Magazine Cyclisme
Il y a encore quelques années, les amateurs de cyclisme attendaient juillet et le Tour de France la joie au
cœur. Désormais, c'est plutôt le ventre noué, dans l'attente anxieuse de ce que le grand jeu de gendarmes et de voleurs auquel se résume désormais l'actualité cycliste va cette
saison encore bien pouvoir leur réserver. Peut-on rêver cette année que la Grande Boucle se déroule sans "affaires" ? Peut-on envisager que les chevaliers blancs du dopage et les âmes damnées de
la fléchette aillent pour une fois rompre des lances ailleurs ? L'actualité récente pourrait nous donner quelques maigres espoirs, quoique…
Après tout, nos gardiens de la bonne conscience, qui sont souvent ceux-là même qui en 1996 se poussaient du coude hilares en salle de presse
en donnant du "Monsieur 60%" à Bjarne Riis, ont eu leur victoire. La confession du Danois au taux d'hématocrite légendaire, vainqueur du Tour 1996 grâce à la fée EPO,
marraine du peloton dans ces belles années, leur a donné leur soleil d'Austerlitz. Rayé des tablettes le Viking, pour avoir sacrifié à l'exercice très protestant de la mortification, éjecté de la
caravane du cycle le manager de la CSC ! Bien. Mais à quoi tout cela rime t-il au fond ? Car, en toute logique, s'il fallait mettre à plat le palmarès de la Grande Boucle et assainir une fois
pour toutes l'atmosphère en écartant du milieu tous les dopés ou supposés tels, l'ampleur de la tâche donnerait des maux de tête jusque dans les plus hautes sphères d'ASO…
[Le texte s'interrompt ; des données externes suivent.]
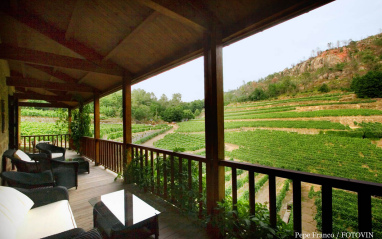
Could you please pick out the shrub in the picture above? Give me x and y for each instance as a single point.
(369, 85)
(324, 88)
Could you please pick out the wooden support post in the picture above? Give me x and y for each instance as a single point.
(70, 128)
(214, 107)
(126, 107)
(96, 128)
(13, 122)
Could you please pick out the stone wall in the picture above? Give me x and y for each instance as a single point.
(4, 92)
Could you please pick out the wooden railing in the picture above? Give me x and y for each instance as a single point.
(176, 177)
(28, 142)
(88, 147)
(364, 190)
(168, 171)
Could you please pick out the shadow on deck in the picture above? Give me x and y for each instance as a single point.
(172, 224)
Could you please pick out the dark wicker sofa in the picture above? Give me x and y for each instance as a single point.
(36, 173)
(48, 205)
(51, 150)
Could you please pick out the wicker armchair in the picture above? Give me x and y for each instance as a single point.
(45, 196)
(36, 174)
(53, 152)
(33, 166)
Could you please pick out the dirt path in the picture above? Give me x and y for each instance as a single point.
(150, 143)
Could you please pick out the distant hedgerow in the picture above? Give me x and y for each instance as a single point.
(369, 85)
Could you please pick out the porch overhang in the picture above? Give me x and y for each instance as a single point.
(67, 48)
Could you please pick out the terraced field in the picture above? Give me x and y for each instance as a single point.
(325, 134)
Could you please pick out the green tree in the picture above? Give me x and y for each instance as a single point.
(142, 112)
(324, 88)
(197, 112)
(369, 85)
(62, 122)
(187, 114)
(80, 125)
(258, 94)
(173, 113)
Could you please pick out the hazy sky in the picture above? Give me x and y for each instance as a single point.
(275, 49)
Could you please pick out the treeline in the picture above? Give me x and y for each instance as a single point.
(359, 58)
(147, 107)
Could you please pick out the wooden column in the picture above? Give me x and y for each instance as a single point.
(69, 128)
(126, 107)
(13, 114)
(96, 128)
(214, 107)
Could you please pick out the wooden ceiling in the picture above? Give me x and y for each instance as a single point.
(59, 49)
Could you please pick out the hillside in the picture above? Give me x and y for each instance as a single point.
(334, 67)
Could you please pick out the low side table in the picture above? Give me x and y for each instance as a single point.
(122, 214)
(83, 164)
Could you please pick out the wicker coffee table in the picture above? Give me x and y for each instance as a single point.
(83, 164)
(122, 214)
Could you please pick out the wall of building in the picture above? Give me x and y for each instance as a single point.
(4, 92)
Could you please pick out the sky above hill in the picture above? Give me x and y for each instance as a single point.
(275, 49)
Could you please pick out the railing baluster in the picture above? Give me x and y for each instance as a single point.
(234, 189)
(180, 177)
(165, 176)
(152, 169)
(34, 144)
(189, 173)
(251, 184)
(200, 189)
(158, 174)
(297, 222)
(272, 200)
(364, 211)
(172, 178)
(327, 209)
(146, 158)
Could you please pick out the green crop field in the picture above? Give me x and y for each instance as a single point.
(189, 142)
(351, 157)
(198, 126)
(318, 113)
(337, 151)
(40, 128)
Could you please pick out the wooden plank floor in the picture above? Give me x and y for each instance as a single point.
(172, 224)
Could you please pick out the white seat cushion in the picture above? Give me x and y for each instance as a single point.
(22, 156)
(47, 220)
(57, 155)
(14, 207)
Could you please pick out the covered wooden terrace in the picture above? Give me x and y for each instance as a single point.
(65, 51)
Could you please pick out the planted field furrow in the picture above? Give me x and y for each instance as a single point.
(188, 142)
(259, 111)
(345, 213)
(274, 102)
(353, 158)
(194, 126)
(318, 113)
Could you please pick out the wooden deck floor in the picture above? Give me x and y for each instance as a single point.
(172, 224)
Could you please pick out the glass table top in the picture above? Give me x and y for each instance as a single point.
(125, 206)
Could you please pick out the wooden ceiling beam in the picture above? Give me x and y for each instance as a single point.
(131, 35)
(36, 96)
(185, 12)
(55, 34)
(268, 18)
(44, 105)
(34, 83)
(57, 74)
(8, 52)
(183, 56)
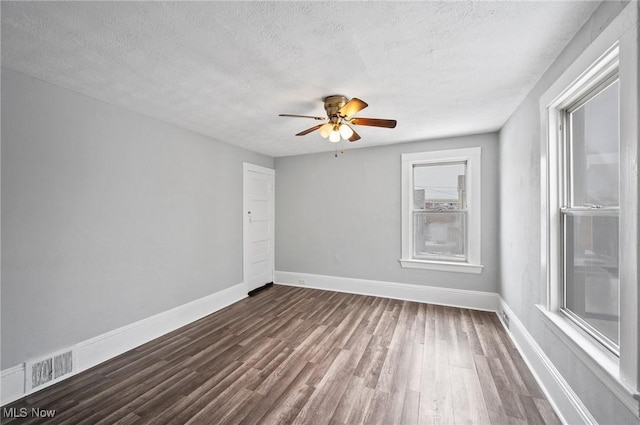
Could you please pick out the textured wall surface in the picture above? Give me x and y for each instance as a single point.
(226, 69)
(341, 216)
(108, 217)
(520, 212)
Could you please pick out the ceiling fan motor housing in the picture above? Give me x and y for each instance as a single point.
(333, 104)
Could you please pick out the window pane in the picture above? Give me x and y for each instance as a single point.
(595, 150)
(592, 283)
(439, 235)
(439, 186)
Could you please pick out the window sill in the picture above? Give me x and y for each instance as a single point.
(599, 361)
(444, 266)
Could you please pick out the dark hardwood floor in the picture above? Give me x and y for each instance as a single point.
(303, 356)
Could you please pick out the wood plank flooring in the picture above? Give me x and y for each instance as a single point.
(303, 356)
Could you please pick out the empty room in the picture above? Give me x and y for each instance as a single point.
(318, 213)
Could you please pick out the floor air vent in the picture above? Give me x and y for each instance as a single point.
(43, 372)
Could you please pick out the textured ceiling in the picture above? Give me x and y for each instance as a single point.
(227, 69)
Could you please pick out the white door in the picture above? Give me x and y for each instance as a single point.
(258, 200)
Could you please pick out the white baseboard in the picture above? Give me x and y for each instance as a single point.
(564, 400)
(96, 350)
(12, 384)
(476, 300)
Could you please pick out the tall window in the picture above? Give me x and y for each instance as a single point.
(590, 213)
(441, 210)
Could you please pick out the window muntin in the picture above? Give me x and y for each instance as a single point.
(439, 212)
(589, 215)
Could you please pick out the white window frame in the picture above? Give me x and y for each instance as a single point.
(615, 50)
(472, 158)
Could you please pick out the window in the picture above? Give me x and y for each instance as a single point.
(441, 210)
(589, 183)
(589, 213)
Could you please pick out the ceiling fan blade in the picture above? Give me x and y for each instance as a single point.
(374, 122)
(309, 130)
(352, 107)
(303, 116)
(354, 137)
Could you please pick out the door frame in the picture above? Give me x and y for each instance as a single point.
(246, 168)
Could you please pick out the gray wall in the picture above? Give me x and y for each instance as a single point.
(341, 216)
(108, 217)
(520, 239)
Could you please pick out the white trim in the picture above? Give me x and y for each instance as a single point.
(249, 167)
(478, 300)
(563, 399)
(472, 156)
(443, 266)
(616, 46)
(111, 344)
(597, 359)
(12, 384)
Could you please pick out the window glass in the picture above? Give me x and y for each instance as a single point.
(595, 150)
(439, 217)
(592, 281)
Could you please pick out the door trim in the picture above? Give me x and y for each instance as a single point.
(249, 167)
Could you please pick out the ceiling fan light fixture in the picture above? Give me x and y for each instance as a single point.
(345, 131)
(326, 129)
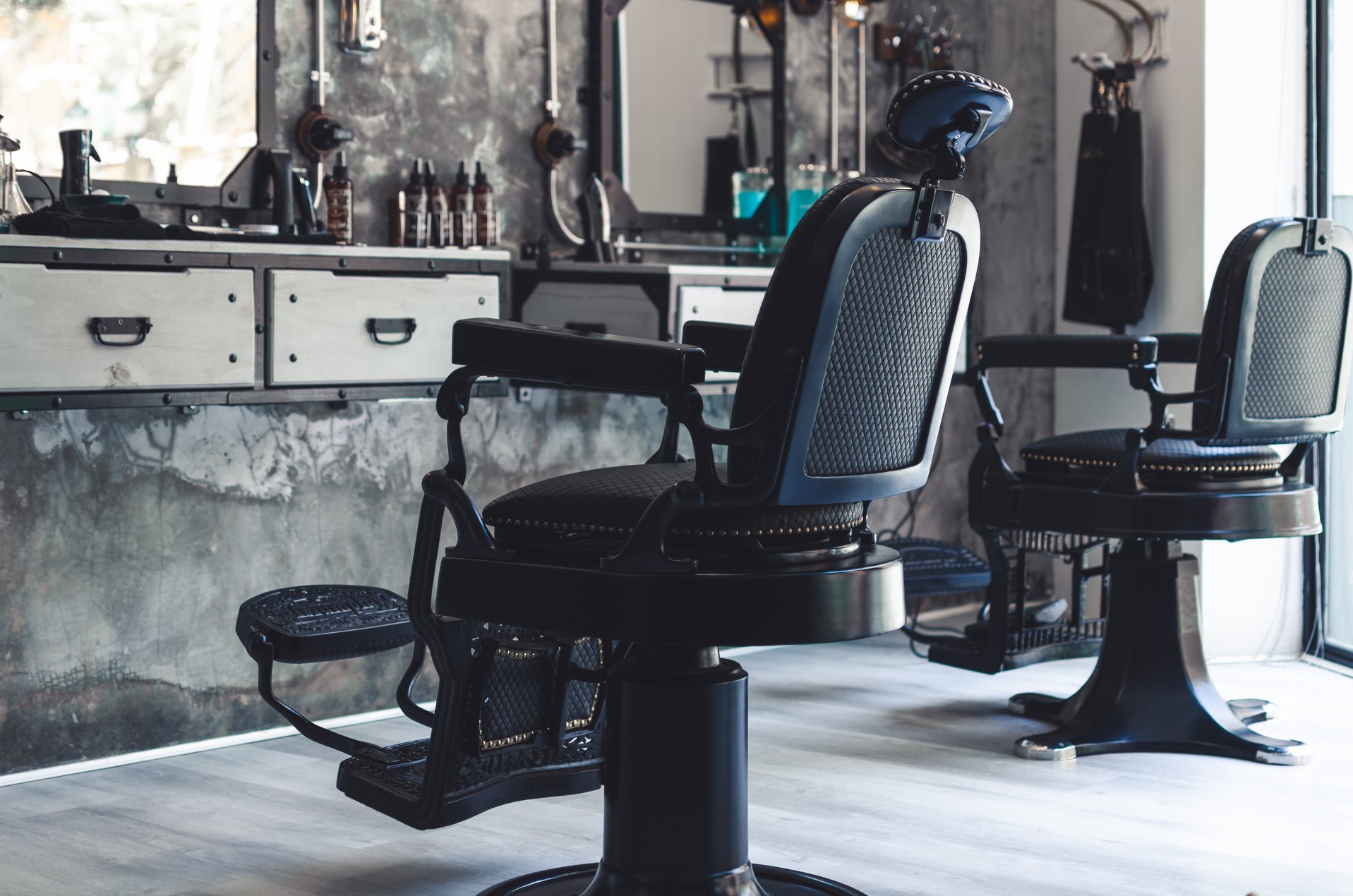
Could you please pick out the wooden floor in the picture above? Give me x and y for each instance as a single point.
(867, 766)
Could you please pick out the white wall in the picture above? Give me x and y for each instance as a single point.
(1225, 133)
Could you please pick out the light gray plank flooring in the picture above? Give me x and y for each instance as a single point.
(867, 765)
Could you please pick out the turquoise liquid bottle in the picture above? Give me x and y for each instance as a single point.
(805, 186)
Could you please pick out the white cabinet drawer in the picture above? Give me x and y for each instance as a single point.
(325, 328)
(716, 305)
(200, 331)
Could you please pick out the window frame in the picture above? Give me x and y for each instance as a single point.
(1318, 203)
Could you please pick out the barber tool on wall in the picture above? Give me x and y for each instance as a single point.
(283, 205)
(361, 26)
(318, 133)
(918, 44)
(76, 152)
(554, 143)
(11, 198)
(1110, 270)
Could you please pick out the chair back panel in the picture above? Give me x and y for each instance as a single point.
(889, 347)
(876, 317)
(1282, 315)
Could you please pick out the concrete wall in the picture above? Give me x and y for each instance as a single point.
(129, 538)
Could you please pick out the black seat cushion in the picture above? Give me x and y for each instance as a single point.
(1103, 448)
(609, 501)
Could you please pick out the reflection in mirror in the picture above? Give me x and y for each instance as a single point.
(685, 123)
(157, 82)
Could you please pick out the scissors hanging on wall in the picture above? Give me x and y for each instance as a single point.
(918, 42)
(1110, 270)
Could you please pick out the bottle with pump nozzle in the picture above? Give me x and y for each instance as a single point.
(462, 210)
(339, 200)
(416, 207)
(486, 217)
(805, 184)
(439, 209)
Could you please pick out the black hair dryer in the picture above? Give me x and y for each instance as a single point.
(76, 152)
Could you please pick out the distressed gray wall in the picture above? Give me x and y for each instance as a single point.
(128, 538)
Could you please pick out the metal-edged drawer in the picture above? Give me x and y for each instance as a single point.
(716, 305)
(329, 328)
(83, 329)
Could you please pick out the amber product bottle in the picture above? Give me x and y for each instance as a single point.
(339, 200)
(416, 207)
(397, 218)
(486, 217)
(439, 209)
(462, 210)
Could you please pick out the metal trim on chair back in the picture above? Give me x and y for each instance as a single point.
(880, 351)
(1275, 344)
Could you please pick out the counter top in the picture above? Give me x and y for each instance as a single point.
(251, 247)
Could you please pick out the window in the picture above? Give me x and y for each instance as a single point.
(1337, 119)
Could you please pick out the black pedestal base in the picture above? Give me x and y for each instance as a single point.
(675, 785)
(1059, 710)
(584, 880)
(1150, 691)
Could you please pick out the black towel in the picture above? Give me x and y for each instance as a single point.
(95, 222)
(1110, 271)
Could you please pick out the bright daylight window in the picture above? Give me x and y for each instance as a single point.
(1338, 629)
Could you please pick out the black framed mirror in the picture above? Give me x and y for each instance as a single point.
(160, 83)
(717, 63)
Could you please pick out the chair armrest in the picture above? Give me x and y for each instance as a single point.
(529, 351)
(724, 344)
(1066, 351)
(1177, 348)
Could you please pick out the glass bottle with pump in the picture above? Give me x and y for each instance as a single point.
(339, 200)
(416, 207)
(486, 217)
(805, 186)
(439, 209)
(750, 188)
(462, 210)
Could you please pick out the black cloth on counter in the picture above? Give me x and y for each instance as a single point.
(126, 222)
(95, 222)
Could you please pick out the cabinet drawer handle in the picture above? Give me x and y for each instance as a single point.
(402, 325)
(102, 327)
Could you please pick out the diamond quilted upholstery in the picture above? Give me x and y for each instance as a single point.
(1298, 336)
(788, 317)
(886, 355)
(517, 695)
(1103, 448)
(611, 501)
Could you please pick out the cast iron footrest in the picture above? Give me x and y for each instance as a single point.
(317, 623)
(939, 567)
(481, 782)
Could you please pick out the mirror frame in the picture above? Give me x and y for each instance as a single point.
(603, 131)
(248, 184)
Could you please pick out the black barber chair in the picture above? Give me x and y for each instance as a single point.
(1272, 368)
(601, 597)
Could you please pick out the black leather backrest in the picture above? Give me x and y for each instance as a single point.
(1280, 317)
(876, 315)
(788, 315)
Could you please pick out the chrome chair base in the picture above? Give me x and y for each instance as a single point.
(589, 880)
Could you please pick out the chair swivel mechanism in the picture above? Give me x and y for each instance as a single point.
(577, 643)
(1272, 367)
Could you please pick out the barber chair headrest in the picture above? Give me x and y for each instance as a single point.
(946, 114)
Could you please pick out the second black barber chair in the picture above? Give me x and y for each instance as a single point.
(1272, 368)
(601, 596)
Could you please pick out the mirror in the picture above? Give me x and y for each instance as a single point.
(654, 66)
(157, 82)
(708, 68)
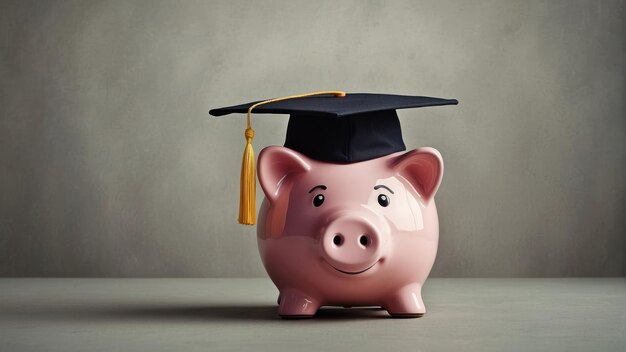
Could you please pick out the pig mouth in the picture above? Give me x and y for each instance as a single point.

Par exemple, en poussant à son terme la logique de chasse aux sorcières qui prévaut actuellement, pourquoi tolérer que d'anciens pécheurs prêchent
toujours la bonne parole aux micros des grandes chaînes de télévision ? Bernard Thévenet, contrôlé deux fois positif aux corticoïdes du temps de sa splendeur, Laurent Fignon,
rattrapé par les amphétamines en 1987/88, ou notre Richard Virenque national et ses maillots à pois rouges survitaminés, sont-ils bien dignes des accréditations qu'en tant que consultants on leur
accorde, semble t-il sans broncher ?
Caviarder le palmarès pour prouver que l'on lave plus blanc que blanc touche aussi au sublime. Pourquoi ne pas donner de vainqueur
au Tour 1996, alors que l'édition suivante, où il n'y a quasiment aucun coureur "blanc bleu" dans les cinquante premiers, conserve son maillot jaune, le désormais "sulfureux" Jan
Ullrich, selon la formule accolée dans la presse aux noms de tous les indésirables du peloton ? On peut même aller plus loin. Pourquoi continuer à alourdir la légende du Tour avec ceux qui, un
jour ou l'autre, ont échoué au test de l'éprouvette ou ont simplement, comme Bjarn Riis, avoué après coup avoir abusé de la "topette". À la trappe les cinq Tours de Jacques Anquetil, qui
selon sa formule n'a pas toujours bu "que de l'eau claire" ! Aux oubliettes tous les maillots à pois de Richard Virenque ! Classée au rayon "pertes et profits", la victoire de Thévenet
en 1977 et celles de tant d'autres ! À ce compte-là, le palmarès de la Grande Boucle sera bientôt aussi mité que la gabardine de Boudu et les enjoliveurs de mémoire au courroux sélectif risquent
d'avoir à réactualiser pas mal de biographies. Un conseil : qu'ils s'y mettent dès maintenant et nous foutent la paix rien que le temps d'un été.